Master and slave: Unimog with twin traction
Once the testing and decision-making process was complete, a start was made on implementing the rescue and service vehicles project. The test runs confirmed that two vehicles with twin traction were required for safety reasons and to cope with the towing load of up to 54 t which an empty metro train represents, along with gradients of up to 12%. The first vehicle in the convoy, dubbed the ‘master’, in which the driver sits, is connected via a drawbar to the second – driverless – vehicle, the ‘ slave’. The electronics and all the driving systems are controlled synchronously. To achieve this, a groundbreaking control system for rail-guided vehicles had to be developed which could also cope with the towing requirements.
The Rosenheim-based (Upper Bavaria) company G. Zwiehoff GmbH, a specialist in marketing and designing road/rail vehicles, consummately rose to the task. Zagro in Bad Rappenau near Heilbronnbuilt the rail guidance system. Philippe Goy confirms: “ The cooperation among our team with Aebi, Zwiehoff and Zagro was excellent. As engineers we were always on the same wavelength when we had to come up with a solution for the task in hand. And thanks to this cooperation we could also run all the tests locally using a realistic configuration. This fact ultimately also helped us pull off the remarkable overall result we have today.”

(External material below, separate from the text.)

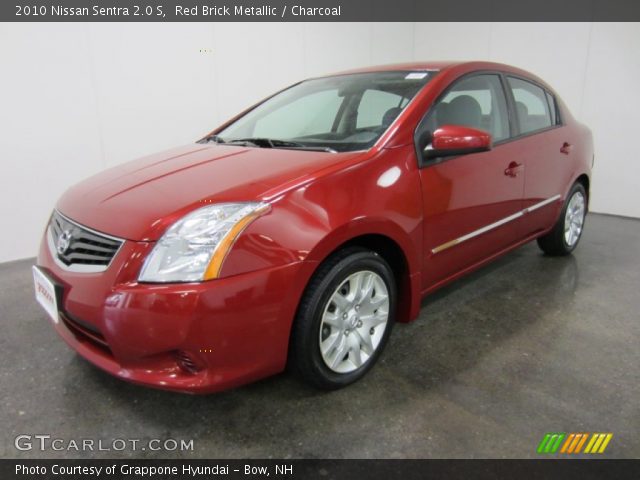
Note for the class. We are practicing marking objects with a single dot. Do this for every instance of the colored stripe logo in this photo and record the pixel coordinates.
(573, 443)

Métro Lausanne-Ouchy S.A. is therefore excellently equipped should the worst occur, say a train breaks down or a power outage occurs, with the Unimog vehicles on hand to come to the rescue in an emergency. The vehicles will be asked to do far more than just tow stricken trains, though. Future operations include service work on the entire line as well as washing and vacuuming the tunnel sections. The crane plus an additional generator for each unit are needed for daily line maintenance, which must be carried out between 1.00 and 5.00 a.m.when the metro line is out of service.
The “m2” project team also realised that railways are worlds apart from their road transport counterparts. When the two Mercedes-Benz Unimog vehicles were delivered, they sat waiting idly on the track in the municipal yard. But it wasn’t long before material was needed somewhere on the new stretch of line. And then those in charge realised the value of their two “diamonds”. Throughout the construction phase, now already well into its third year, the Unimog vehicles were deployed some 12 to 16 hours a day in three shifts. Such a punishing schedule had not been planned but the Unimog vehicles rose to the challenge superbly and the construction managers realised straightaway what these vehicles could actually do. And so they were used for every conceivable task during the construction phase, even those tasks for which they were never intended.